I just want to say, Mr. Chairman, that you've saved me the need to make that point, and you made it better than I would have. I'm glad you made that intervention. It's an important point.
I also want to join in commending the witness for a very comprehensive and compelling presentation on this issue.
As someone who has advocated for the listing of the IRGC as a terrorist group for some years now, this will help to buttress my case, and it might be the tipping point for getting the government to do this.
I want to say that I think Minister Baird is somebody who has an appreciation of the issues here, particularly with regard to Iran. He may be very responsive to the arguments you made today.

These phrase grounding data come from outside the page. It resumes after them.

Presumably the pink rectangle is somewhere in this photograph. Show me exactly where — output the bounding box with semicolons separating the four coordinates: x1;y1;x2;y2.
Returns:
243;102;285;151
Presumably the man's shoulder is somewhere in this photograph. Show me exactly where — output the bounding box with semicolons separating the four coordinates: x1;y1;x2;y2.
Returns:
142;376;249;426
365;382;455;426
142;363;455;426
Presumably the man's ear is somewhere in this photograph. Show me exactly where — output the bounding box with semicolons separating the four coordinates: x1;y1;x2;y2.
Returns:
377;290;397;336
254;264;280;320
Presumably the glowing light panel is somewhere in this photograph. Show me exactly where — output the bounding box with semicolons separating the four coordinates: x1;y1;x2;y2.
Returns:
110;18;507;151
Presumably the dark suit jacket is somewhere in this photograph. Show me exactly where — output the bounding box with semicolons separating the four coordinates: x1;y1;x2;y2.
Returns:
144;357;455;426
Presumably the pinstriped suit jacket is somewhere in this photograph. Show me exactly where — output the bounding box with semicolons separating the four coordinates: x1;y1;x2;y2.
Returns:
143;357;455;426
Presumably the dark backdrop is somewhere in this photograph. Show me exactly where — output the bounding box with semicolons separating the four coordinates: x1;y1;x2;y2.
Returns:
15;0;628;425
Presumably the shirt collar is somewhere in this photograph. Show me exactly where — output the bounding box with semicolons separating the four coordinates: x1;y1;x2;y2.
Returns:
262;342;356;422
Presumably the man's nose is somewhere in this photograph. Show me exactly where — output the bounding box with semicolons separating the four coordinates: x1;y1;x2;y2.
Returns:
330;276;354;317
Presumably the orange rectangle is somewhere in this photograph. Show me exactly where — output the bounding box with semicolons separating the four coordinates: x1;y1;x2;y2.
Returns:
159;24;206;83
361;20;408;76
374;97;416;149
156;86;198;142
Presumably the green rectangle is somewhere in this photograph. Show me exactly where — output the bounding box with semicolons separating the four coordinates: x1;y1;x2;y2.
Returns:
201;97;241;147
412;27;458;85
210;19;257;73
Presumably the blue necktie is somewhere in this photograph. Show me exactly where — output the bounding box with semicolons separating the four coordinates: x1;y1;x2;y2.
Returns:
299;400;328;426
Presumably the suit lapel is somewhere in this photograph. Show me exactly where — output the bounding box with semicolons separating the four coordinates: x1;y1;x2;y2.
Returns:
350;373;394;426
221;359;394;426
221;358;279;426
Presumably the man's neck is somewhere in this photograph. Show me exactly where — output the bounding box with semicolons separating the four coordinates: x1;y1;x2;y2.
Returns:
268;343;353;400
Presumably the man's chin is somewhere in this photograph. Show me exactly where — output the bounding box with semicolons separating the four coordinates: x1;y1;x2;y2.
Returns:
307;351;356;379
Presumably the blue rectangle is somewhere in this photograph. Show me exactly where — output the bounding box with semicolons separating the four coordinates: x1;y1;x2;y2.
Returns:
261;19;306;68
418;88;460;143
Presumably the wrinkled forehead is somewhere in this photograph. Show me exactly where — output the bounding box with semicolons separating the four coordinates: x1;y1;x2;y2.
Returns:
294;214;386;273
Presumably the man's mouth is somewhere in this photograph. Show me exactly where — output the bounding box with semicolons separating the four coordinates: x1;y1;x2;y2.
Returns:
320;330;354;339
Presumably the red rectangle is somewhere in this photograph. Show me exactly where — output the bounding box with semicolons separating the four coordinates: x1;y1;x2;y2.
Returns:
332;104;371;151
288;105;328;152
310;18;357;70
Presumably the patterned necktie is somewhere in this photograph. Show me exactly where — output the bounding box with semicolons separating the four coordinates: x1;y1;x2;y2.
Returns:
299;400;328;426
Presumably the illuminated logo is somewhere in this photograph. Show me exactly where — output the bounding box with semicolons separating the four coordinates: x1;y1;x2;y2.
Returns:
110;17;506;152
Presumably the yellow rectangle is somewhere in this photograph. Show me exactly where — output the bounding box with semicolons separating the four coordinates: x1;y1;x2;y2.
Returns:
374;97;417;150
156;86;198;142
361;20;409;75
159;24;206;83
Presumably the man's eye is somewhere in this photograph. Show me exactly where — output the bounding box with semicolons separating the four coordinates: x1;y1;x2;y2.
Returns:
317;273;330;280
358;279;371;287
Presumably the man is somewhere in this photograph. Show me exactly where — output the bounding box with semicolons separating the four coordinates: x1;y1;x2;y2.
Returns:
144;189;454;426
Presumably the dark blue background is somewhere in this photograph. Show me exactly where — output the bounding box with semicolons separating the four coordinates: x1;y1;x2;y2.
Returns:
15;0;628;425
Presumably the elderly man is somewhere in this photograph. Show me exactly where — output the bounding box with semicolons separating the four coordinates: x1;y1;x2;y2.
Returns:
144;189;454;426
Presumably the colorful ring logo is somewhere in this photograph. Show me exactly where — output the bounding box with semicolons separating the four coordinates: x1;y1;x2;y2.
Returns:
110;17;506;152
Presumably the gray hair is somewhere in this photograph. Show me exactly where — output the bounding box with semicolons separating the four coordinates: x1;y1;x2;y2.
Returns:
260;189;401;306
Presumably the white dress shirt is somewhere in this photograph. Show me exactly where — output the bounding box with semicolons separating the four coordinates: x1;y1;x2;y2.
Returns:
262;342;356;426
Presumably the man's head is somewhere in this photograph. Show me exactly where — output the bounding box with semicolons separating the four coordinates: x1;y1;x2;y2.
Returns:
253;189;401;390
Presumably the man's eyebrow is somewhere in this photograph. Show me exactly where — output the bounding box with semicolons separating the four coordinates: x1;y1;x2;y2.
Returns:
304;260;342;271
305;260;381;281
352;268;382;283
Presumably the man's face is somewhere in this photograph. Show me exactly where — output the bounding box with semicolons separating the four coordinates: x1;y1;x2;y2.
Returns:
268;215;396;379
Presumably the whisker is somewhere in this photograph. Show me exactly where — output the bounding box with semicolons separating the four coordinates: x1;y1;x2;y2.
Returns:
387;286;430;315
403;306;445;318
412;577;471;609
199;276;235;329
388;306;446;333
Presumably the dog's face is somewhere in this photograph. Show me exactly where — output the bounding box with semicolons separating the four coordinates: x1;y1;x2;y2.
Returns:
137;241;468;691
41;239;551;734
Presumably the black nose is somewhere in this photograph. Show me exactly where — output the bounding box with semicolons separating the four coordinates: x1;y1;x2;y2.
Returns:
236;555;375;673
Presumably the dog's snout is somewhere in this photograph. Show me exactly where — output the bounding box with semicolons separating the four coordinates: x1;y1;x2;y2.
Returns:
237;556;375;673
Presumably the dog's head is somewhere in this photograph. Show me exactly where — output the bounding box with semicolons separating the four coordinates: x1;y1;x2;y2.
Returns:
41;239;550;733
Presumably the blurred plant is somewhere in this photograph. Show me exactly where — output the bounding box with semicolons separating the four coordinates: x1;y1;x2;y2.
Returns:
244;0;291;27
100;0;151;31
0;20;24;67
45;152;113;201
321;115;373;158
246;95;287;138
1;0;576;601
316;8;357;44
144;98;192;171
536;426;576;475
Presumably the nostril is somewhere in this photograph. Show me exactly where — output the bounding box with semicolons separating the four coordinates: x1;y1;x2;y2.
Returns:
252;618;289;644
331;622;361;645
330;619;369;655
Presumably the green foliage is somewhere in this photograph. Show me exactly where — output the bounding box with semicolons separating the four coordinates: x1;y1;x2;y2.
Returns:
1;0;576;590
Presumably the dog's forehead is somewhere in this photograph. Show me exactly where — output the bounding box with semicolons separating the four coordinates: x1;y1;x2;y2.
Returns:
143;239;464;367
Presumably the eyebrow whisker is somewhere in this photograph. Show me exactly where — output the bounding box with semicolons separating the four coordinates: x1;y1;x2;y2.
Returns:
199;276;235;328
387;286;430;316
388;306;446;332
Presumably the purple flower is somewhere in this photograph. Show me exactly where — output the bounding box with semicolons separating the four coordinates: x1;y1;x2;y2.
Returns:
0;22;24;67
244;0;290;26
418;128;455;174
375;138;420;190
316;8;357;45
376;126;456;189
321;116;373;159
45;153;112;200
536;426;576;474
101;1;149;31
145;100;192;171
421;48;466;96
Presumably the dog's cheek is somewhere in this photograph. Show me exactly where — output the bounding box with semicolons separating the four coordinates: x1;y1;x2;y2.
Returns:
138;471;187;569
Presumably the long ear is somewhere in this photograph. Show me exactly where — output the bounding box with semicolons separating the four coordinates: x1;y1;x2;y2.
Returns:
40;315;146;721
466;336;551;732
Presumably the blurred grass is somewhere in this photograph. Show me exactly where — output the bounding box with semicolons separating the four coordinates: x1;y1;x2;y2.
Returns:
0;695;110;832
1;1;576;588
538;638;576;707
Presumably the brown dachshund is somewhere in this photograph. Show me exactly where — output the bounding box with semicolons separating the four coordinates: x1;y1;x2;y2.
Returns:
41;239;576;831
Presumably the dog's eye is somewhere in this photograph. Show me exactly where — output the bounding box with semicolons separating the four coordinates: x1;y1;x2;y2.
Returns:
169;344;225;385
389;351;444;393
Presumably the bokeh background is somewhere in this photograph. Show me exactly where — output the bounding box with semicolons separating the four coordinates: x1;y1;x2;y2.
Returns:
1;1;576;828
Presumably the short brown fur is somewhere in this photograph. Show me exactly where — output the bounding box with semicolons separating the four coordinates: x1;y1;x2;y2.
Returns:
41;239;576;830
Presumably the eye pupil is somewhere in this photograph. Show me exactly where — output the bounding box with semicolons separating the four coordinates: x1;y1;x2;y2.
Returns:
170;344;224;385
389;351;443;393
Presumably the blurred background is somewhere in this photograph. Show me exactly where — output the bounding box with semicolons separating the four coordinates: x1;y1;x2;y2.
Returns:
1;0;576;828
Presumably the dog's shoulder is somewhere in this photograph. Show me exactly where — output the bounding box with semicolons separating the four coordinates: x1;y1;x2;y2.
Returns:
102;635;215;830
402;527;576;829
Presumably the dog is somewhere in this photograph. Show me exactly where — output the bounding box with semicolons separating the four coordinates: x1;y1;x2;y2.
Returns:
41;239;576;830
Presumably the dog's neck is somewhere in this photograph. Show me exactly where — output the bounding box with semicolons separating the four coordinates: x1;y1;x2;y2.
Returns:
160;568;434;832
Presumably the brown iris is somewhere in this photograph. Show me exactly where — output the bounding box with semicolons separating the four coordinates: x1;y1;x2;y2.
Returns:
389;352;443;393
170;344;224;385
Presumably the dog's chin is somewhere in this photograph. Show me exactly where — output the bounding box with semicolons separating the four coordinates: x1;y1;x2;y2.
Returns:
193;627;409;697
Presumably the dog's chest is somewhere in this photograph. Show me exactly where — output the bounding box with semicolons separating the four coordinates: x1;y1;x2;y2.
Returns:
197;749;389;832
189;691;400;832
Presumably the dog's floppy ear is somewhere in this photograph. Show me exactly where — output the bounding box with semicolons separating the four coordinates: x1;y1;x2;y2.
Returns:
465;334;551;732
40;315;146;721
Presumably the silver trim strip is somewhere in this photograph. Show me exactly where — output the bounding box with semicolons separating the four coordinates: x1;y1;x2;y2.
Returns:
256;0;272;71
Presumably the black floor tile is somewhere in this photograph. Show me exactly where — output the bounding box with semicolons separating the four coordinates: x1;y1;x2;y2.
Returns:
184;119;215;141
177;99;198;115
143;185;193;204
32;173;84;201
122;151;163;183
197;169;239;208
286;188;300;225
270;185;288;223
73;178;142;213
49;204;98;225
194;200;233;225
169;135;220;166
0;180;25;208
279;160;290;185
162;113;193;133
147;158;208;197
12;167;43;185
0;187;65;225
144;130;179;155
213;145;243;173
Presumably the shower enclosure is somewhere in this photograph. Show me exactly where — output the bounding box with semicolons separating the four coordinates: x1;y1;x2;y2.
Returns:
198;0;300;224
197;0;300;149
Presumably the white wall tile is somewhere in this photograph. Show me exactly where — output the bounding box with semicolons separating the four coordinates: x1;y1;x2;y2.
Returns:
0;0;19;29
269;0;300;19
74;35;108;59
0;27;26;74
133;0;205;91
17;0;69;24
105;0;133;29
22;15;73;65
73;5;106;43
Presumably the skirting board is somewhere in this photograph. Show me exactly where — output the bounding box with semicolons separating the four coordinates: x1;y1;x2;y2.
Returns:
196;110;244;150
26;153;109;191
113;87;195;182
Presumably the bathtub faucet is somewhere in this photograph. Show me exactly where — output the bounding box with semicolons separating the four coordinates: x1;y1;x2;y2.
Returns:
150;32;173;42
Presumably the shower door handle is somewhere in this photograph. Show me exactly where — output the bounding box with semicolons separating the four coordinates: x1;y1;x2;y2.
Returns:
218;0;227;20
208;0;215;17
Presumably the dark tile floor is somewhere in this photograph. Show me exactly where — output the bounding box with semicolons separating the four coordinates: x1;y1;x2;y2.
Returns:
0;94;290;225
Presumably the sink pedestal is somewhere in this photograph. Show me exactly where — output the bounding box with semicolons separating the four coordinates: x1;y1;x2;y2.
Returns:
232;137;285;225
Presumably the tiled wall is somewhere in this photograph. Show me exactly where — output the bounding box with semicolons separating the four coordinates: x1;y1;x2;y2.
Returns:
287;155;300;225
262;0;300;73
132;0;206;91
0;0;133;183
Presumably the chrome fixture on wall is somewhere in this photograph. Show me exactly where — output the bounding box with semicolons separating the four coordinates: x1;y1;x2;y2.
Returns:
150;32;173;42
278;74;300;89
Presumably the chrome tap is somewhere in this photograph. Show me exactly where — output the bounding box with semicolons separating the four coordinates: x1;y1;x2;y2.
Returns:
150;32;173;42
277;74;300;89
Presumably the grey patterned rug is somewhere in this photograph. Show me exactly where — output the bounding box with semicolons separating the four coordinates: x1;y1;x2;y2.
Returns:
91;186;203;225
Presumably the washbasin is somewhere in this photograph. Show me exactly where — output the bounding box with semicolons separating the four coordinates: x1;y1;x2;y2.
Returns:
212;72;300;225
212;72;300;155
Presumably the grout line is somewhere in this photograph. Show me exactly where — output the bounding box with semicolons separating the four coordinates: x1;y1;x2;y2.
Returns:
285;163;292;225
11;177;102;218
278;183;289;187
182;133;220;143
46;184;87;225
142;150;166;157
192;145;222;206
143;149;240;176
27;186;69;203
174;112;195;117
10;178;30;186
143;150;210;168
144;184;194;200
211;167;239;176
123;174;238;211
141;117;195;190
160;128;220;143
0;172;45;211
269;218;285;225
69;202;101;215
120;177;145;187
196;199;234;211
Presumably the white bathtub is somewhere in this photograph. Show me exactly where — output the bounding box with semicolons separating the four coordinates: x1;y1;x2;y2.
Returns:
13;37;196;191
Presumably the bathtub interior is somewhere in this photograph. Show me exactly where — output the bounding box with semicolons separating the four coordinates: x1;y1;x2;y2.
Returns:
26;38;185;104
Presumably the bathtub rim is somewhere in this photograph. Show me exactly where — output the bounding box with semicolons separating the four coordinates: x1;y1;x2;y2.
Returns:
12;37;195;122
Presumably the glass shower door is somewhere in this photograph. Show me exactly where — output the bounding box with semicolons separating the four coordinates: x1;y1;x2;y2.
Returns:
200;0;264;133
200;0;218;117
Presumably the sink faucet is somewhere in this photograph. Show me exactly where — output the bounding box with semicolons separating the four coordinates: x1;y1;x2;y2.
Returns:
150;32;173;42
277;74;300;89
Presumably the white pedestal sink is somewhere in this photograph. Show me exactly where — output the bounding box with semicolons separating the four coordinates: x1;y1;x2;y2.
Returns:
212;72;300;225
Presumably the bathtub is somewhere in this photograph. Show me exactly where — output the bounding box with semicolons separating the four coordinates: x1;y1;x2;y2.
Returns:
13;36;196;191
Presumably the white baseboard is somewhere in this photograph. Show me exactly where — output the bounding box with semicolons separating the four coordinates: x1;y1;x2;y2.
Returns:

On the matter of other state agencies attached to the terrorist list, it is interesting because Hamas is not only a state agency, it is actually the government in Gaza. Hezbollah is not only a state agency, it is part of the government of Lebanon. So we have put both of them on the terrorist list, and they are even, as I've said, representative state bodies.
I have two questions.
One has to do—and you made some reference to it—with the evidence of Iranian complicity in the current Syrian assault. There has been reference to Iranian involvement in surveillance methods, intelligence gathering, coercive interrogation, and indeed, even in torture. Is there specific evidence of the footprints of the IRGC in Syria? That's question number one.
The second question is on your reference to the bombing of the Jewish community centre of the AMIA in 1994 in which there was clear evidence of Iranian implication in that bombing, in the judgment of the Argentinian judiciary, Interpol arrest warrants, etc. But you mentioned the 1992 attack, and I'm not aware that there's yet been evidence of the IRGC regarding that attack.
I wonder if you could respond to both of those questions.